Introduction to the OVER Clause in SQL

When running SQL database queries, sometimes we need to use a window function in order to get the results we’re looking for. A window function is an aggregate-like function that enables partitioning and ordering of data within a result set.

The OVER clause is what enables us to create a window function.

The examples below demonstrate how we can incorporate the OVER clause in our SQL queries.

Syntax

The exact syntax for creating a window function with SQL will depend on your DBMS, but the basic syntax tends to be pretty consistent across DBMSs:

OVER (   
       [ <PARTITION BY clause> ]  
       [ <ORDER BY clause> ]   
       [ <FRAME clause> ]
      )  

So the OVER clause is followed by parentheses, which can contain other optional clauses, depending on our requirements.

The above syntax is how we’d do it if we define the window right within the OVER clause. We can also define it in a named window. The OVER clause would then refer to that window name. In this case, the syntax would look like this:

OVER ( window_name )

Where window_name is the name of a window that’s defined in a WINDOW clause elsewhere in the query.

As mentioned, the exact syntax of each optional clause may differ between DBMSs, so it’s best to check the documentation for your DBMS.

Window functions are typically permitted inside the SELECT list, and in some cases in the ORDER BY clause.

Example

Suppose we have a table with data that looks like this:

SELECT 
    Name,
    District, 
    Population
FROM City 
WHERE CountryCode = 'NLD';

Result:

+-------------------+---------------+------------+
| Name              | District      | Population |
+-------------------+---------------+------------+
| Amsterdam         | Noord-Holland |     731200 |
| Rotterdam         | Zuid-Holland  |     593321 |
| Haag              | Zuid-Holland  |     440900 |
| Utrecht           | Utrecht       |     234323 |
| Eindhoven         | Noord-Brabant |     201843 |
| Tilburg           | Noord-Brabant |     193238 |
| Groningen         | Groningen     |     172701 |
| Breda             | Noord-Brabant |     160398 |
| Apeldoorn         | Gelderland    |     153491 |
| Nijmegen          | Gelderland    |     152463 |
| Enschede          | Overijssel    |     149544 |
| Haarlem           | Noord-Holland |     148772 |
| Almere            | Flevoland     |     142465 |
| Arnhem            | Gelderland    |     138020 |
| Zaanstad          | Noord-Holland |     135621 |
| ´s-Hertogenbosch  | Noord-Brabant |     129170 |
| Amersfoort        | Utrecht       |     126270 |
| Maastricht        | Limburg       |     122087 |
| Dordrecht         | Zuid-Holland  |     119811 |
| Leiden            | Zuid-Holland  |     117196 |
| Haarlemmermeer    | Noord-Holland |     110722 |
| Zoetermeer        | Zuid-Holland  |     110214 |
| Emmen             | Drenthe       |     105853 |
| Zwolle            | Overijssel    |     105819 |
| Ede               | Gelderland    |     101574 |
| Delft             | Zuid-Holland  |      95268 |
| Heerlen           | Limburg       |      95052 |
| Alkmaar           | Noord-Holland |      92713 |
+-------------------+---------------+------------+
28 rows in set (0.00 sec)

This table contains a list of cities around the world. In this example I narrowed the results to cities in the Netherlands (i.e. those with a CountryCode of NLD).

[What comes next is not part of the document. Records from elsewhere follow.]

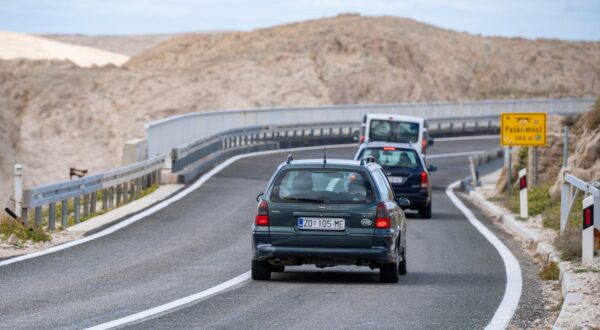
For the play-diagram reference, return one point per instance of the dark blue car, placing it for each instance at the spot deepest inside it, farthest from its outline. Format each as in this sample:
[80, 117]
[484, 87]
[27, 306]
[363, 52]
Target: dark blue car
[406, 171]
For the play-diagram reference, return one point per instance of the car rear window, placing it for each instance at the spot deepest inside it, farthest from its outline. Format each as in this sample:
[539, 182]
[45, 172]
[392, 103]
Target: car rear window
[322, 186]
[394, 157]
[393, 131]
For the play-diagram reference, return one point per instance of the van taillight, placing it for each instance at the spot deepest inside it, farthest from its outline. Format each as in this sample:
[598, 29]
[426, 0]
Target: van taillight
[262, 214]
[382, 219]
[424, 180]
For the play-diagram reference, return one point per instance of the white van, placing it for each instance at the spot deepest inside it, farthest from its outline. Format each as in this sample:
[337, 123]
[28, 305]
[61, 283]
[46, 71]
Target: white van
[395, 128]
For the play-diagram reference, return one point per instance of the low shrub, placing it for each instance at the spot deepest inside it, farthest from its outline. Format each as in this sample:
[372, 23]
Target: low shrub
[539, 199]
[23, 232]
[550, 272]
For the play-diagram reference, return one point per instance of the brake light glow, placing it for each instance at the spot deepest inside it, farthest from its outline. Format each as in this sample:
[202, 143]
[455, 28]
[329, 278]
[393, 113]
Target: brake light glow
[424, 180]
[382, 219]
[262, 214]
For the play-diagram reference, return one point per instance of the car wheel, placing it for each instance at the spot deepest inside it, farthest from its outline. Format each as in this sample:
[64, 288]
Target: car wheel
[388, 273]
[277, 269]
[402, 265]
[261, 270]
[425, 212]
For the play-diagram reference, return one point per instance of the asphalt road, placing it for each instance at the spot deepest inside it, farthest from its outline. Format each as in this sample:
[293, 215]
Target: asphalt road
[455, 277]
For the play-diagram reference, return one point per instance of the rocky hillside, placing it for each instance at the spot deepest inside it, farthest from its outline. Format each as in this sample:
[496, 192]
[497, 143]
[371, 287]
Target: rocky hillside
[56, 115]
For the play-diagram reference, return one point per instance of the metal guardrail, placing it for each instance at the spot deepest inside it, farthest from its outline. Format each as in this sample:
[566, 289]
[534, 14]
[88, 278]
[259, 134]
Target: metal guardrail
[284, 135]
[179, 130]
[116, 187]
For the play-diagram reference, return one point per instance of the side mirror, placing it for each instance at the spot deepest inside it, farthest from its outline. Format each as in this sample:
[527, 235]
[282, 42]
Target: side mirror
[431, 168]
[403, 202]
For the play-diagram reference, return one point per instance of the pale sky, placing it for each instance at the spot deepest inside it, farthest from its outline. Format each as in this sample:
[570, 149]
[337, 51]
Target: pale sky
[564, 19]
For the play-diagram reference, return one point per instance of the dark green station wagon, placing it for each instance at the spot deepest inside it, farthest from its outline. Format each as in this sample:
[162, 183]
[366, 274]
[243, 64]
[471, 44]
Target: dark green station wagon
[327, 213]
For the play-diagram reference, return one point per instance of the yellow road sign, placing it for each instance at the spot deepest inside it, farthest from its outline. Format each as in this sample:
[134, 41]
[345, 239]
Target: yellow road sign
[523, 129]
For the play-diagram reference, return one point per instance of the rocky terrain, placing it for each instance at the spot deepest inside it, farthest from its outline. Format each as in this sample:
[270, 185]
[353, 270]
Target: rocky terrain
[55, 114]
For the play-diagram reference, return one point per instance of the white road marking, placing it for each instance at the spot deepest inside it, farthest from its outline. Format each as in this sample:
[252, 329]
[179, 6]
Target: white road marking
[176, 304]
[514, 282]
[455, 154]
[471, 137]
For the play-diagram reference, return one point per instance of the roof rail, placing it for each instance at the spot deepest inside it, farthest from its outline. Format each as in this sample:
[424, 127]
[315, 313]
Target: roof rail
[367, 160]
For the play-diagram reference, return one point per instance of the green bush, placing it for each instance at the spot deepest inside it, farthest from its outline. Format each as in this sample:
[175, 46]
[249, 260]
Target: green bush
[539, 199]
[23, 232]
[569, 244]
[550, 272]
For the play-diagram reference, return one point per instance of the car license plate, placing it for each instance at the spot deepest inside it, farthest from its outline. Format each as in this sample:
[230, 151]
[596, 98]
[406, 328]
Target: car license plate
[397, 179]
[321, 223]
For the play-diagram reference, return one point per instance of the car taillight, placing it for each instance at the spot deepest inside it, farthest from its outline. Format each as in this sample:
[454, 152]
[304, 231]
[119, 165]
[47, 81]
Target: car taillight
[382, 219]
[262, 214]
[424, 180]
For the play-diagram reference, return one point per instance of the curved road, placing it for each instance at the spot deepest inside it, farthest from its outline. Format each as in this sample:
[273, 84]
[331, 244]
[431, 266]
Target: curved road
[455, 279]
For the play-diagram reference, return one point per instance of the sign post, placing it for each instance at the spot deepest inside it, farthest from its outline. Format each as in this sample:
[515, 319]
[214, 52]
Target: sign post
[523, 193]
[523, 129]
[587, 239]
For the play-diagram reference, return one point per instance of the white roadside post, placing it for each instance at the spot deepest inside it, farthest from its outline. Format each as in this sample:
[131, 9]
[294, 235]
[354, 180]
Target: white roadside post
[523, 193]
[587, 239]
[18, 189]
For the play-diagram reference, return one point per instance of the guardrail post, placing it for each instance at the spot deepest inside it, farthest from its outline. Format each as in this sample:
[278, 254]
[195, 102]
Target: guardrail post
[94, 197]
[52, 216]
[474, 176]
[111, 197]
[587, 240]
[38, 215]
[104, 199]
[86, 205]
[565, 203]
[119, 202]
[64, 209]
[76, 209]
[523, 205]
[18, 189]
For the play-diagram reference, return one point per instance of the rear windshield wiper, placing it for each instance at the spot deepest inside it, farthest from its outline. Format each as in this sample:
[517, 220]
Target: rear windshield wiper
[305, 199]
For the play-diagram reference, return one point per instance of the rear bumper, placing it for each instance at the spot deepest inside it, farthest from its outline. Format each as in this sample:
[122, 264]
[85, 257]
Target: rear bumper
[417, 200]
[309, 255]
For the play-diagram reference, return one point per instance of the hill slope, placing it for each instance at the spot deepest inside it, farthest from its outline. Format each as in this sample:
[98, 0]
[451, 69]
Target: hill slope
[65, 116]
[22, 46]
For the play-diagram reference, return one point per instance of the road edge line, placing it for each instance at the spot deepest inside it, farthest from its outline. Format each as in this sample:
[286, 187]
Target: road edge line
[514, 281]
[175, 304]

A common modification to this query might look like this:

SELECT 
    District, 
    SUM(Population) AS "District Population"
FROM City WHERE CountryCode = 'NLD'
GROUP BY District;

Result:

+---------------+---------------------+
| District      | District Population |
+---------------+---------------------+
| Noord-Holland |             1219028 |
| Zuid-Holland  |             1476710 |
| Utrecht       |              360593 |
| Noord-Brabant |              684649 |
| Groningen     |              172701 |
| Gelderland    |              545548 |
| Overijssel    |              255363 |
| Flevoland     |              142465 |
| Limburg       |              217139 |
| Drenthe       |              105853 |
+---------------+---------------------+
10 rows in set (0.00 sec)

Here, I used the GROUP BY clause to group the results by district, and the SUM() function to calculate the total population of all cities within each district. This has the effect of collapsing multiple rows with the same district into a single row for that district, as well as providing the total population for that district. The total population for each district is calculated from the sum of all cities within the respective district.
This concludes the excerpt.